Certain products and devices require experimental mechanics to fully evaluate their performances. Some of the product analyses Element experts perform singly or in combination are:

  • Life Cycling/Durability. These tests may involve automating a reciprocating motion in one or two directions, or repeating an impact or load. Additional extraneous loads, temperature variants, or pressure changes may also be applied. Office furniture, automotive parts, and medical devices are often tested for life cycle and durability.
  • Fatigue.  Large and small-scale high-speed cycling testing determines the fatigue life of products. Element engineers develop fatigue test programs to meet a product’s specific life requirements. Particularly helpful for testing dental implants, architectural/structural members, and grip mechanisms.

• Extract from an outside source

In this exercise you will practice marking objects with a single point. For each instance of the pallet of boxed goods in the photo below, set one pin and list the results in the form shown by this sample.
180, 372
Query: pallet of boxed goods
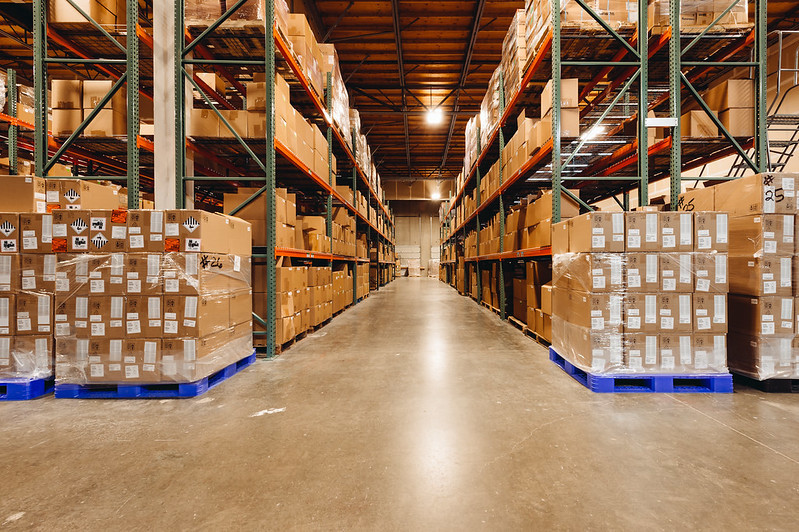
639, 295
148, 303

  • Vibration and Shock. In the laboratory, engineers use vibration and shock testing to simulate transportation and service platform environments. Element engineers also monitor and record vibration levels in the field; this is critical performance testing for pumps, generators, electronics, electromechanical assemblies, aircraft and automotive parts and accessories, and packaging configurations.
  • Impact. Element scientists subject products to dynamic impact, measuring cushioning, g-forces, and impact failure mechanisms. Candidates for impact testing include cushioning materials, playground/athletic equipment, automotive/ architectural glass and security doors.
  • Stress/Strain. Strain gauge methods provide direct interpretation of static and dynamic machine loads and mechanical response characteristics. Using automated data acquisition, this test can easily be combined with temperature and pressure variables, either in the laboratory or the field.
  • Torque. The capacity torque load to failure is a crucial measurement for fasteners, welded components, fixture/drill chucks, couplers, and other moving parts.
  • Hydraulic Pressure. This test verifies hydrostatic proof pressure capacity and hydraulic flow characteristics, i.e., pressure vs. flow-rate, in such devices as valves, pressure/flow nozzles, fittings, pipes, hoses, heat exchangers, tanks, and machined components.
  • Temperature Response. Element engineers routinely monitor temperature and its effects—air temperatures, surface temperatures (including non-contact infrared analysis), and internal temperature gradients within a composite structure, as well as other material expansion characteristics. Essential testing for electric blankets and pads, windows and doors, roof composite materials, HVAC components, and many other products.
  • Load Testing/Certification.  Element engineers can verify proof, design or ultimate load capacities to determine compliance to various building and safety standards—necessary for steel lumber connectors, plates, raised access flooring, fasteners, welded components, cranes, crane hoists, and lifting devices or machinery.